It was a bad week south of the 49th parallel. The repetitive reports of shootings, cop killings and protests just kept coming, each more depressing than the last.
On July 5, a video of police shooting a black man named Alton Sterling exploded on social media. The next night, another video was streamed live on Facebook; a black woman looked calmly into the camera and explained her boyfriend, Philando Castile, had been shot by the police after being pulled over for a broken tail light. She then panned over to show him bleeding to death next to her while a hysterical police officer screamed in the background, demanding she keep her hands where he could see them. “Yes I will, sir,” she replied, looking straight into her camera and straight into the eyes of America.
The next day, in Dallas, a lone gunman killed five police officers in the midst of a Black Lives Matter demonstration. Next, in Baton Rouge, La., the media filmed police arriving in armoured cars to arrest peaceful protesters before they, too, were handcuffed. A few days after that, two bailiffs were killed in a Michigan courthouse after an inmate grabbed a gun.
On cable news, some pundits are suggesting the country has reached a critical mass of guns and hate, and race riots are inevitable. Others assure us the country is already on fire, and that everything has already fallen apart.
But, like most things, when you step back and look at the wider picture, a different narrative reveals itself.
To begin with, violence is not rising. In fact, America has not been this safe for more than a generation. According to FBI data, the rate of violent crime has dropped by half since 1993. The murder rate has fallen by a similar percentage. Even property crime has plummeted by 40 per cent. All forms of crime and violence have declined from a peak in the 1980s. You need to go back to when John F. Kennedy was president to find an equally peaceful time.
It is hard to reconcile the idea that America is safer with the daily stories of gun violence and mass shootings. Some of the numbers are genuinely horrifying: for example, on average, 36 people are killed every day in the United States by a gun. And since 2013, every city with a population greater than 400,000 has endured at least one mass shooting.

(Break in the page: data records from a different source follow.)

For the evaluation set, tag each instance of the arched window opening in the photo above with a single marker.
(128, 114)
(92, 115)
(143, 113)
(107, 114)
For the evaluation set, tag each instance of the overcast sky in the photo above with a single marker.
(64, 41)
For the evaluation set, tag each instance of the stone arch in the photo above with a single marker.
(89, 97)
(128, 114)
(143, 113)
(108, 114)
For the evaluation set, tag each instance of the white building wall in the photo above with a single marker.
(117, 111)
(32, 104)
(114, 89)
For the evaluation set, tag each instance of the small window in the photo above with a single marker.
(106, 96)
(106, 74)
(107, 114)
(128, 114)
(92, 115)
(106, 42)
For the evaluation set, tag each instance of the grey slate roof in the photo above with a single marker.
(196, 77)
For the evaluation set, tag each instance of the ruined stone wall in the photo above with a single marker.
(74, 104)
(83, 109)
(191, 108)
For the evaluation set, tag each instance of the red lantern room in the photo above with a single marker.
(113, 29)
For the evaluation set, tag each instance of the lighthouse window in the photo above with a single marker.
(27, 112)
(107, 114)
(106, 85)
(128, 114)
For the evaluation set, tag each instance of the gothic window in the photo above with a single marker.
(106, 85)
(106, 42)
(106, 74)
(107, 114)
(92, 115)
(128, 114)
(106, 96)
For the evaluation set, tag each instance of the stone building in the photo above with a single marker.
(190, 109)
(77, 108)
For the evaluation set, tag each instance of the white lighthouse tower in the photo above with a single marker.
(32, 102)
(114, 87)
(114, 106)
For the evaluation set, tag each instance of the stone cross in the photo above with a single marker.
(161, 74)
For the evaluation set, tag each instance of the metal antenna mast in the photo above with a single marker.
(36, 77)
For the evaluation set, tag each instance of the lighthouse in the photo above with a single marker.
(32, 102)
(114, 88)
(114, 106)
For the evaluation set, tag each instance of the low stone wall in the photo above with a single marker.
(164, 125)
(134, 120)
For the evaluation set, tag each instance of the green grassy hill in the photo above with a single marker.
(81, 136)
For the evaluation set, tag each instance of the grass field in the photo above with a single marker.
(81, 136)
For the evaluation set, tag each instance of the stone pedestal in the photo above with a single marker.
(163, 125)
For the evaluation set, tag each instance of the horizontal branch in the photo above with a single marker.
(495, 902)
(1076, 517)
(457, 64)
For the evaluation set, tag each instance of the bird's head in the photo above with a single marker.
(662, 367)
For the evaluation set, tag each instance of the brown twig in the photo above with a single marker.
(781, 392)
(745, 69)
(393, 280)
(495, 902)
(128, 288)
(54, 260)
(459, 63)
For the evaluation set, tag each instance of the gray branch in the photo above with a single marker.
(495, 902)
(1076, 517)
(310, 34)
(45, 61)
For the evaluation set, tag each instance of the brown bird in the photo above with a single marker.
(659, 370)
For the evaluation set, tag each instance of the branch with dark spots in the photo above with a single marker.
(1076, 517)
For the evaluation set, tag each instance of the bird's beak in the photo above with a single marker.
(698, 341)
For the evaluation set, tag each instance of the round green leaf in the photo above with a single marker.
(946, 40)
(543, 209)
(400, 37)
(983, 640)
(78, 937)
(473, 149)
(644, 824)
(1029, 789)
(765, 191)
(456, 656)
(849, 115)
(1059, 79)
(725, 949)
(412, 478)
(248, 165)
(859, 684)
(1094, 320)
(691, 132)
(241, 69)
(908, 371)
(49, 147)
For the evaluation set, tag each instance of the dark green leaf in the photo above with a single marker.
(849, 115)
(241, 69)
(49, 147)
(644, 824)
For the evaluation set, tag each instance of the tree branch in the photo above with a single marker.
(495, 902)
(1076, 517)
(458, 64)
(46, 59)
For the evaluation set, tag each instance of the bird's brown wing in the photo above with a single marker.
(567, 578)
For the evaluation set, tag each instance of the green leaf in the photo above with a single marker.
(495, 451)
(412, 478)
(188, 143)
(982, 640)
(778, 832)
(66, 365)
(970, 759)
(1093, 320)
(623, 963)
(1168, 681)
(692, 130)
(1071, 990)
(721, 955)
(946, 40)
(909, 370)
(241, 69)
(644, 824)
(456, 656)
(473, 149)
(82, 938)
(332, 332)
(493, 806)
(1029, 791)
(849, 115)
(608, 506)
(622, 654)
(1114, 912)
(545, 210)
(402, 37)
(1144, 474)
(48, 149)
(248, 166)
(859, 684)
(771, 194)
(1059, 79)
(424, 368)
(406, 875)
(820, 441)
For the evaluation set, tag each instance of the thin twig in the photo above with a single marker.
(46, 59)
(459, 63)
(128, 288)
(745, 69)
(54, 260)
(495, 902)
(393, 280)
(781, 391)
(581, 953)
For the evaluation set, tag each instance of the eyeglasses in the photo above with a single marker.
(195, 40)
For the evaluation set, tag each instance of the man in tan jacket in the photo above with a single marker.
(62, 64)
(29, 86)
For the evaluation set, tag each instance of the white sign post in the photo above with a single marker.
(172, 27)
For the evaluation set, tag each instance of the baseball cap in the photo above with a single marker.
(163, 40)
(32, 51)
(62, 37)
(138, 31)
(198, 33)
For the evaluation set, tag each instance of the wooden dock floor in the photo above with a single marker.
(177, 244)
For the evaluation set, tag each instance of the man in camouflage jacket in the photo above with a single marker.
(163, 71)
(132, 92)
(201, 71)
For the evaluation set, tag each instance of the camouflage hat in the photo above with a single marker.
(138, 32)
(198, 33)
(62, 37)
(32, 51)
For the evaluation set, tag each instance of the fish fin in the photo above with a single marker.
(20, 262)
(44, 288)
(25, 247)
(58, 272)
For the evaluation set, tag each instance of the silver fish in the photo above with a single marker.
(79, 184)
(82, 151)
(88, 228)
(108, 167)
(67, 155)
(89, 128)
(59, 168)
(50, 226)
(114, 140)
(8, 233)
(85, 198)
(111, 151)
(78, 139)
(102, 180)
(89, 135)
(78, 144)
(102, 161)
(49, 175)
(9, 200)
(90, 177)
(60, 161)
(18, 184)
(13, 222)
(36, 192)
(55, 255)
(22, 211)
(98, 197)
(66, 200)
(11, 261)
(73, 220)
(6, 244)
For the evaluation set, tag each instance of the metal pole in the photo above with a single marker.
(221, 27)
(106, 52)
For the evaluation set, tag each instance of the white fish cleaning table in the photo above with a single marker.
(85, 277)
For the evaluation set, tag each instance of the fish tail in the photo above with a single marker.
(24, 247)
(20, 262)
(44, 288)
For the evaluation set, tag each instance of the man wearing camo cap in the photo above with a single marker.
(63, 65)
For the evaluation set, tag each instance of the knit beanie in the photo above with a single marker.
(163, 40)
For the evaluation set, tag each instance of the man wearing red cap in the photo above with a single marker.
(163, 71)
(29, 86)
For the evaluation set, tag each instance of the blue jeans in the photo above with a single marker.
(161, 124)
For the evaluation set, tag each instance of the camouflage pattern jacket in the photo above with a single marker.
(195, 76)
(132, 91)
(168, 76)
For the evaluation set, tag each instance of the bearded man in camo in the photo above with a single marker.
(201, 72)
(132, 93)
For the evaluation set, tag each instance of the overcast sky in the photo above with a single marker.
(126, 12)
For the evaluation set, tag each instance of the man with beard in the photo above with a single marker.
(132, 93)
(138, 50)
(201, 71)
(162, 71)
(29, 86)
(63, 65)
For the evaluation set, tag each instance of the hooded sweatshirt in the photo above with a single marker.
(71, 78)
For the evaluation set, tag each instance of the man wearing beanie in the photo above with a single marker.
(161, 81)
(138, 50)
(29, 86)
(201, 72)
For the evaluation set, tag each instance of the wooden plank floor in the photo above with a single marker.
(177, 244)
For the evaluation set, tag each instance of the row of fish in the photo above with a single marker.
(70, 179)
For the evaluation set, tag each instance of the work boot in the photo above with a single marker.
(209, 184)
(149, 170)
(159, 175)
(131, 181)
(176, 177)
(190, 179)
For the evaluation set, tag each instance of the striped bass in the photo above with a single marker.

But the front-page coverage of these shooting sprees obscures the true nature of gun violence. Only two per cent of gun deaths are from mass shootings. It is actually suicides that account for the overwhelming majority—a number that has risen by more than 40 per cent in the past 20 years.
The shooting of cops is surely on the rise, though, isn’t it? Not so. The FBI reports that in 1972, 132 police officers were killed in the line of duty. That number has declined steadily ever since, and last year was down to 47, far lower than it was even in the 1960s. When you account for the growth in the number of police officers, it is now only one-quarter the level it was just 25 years ago.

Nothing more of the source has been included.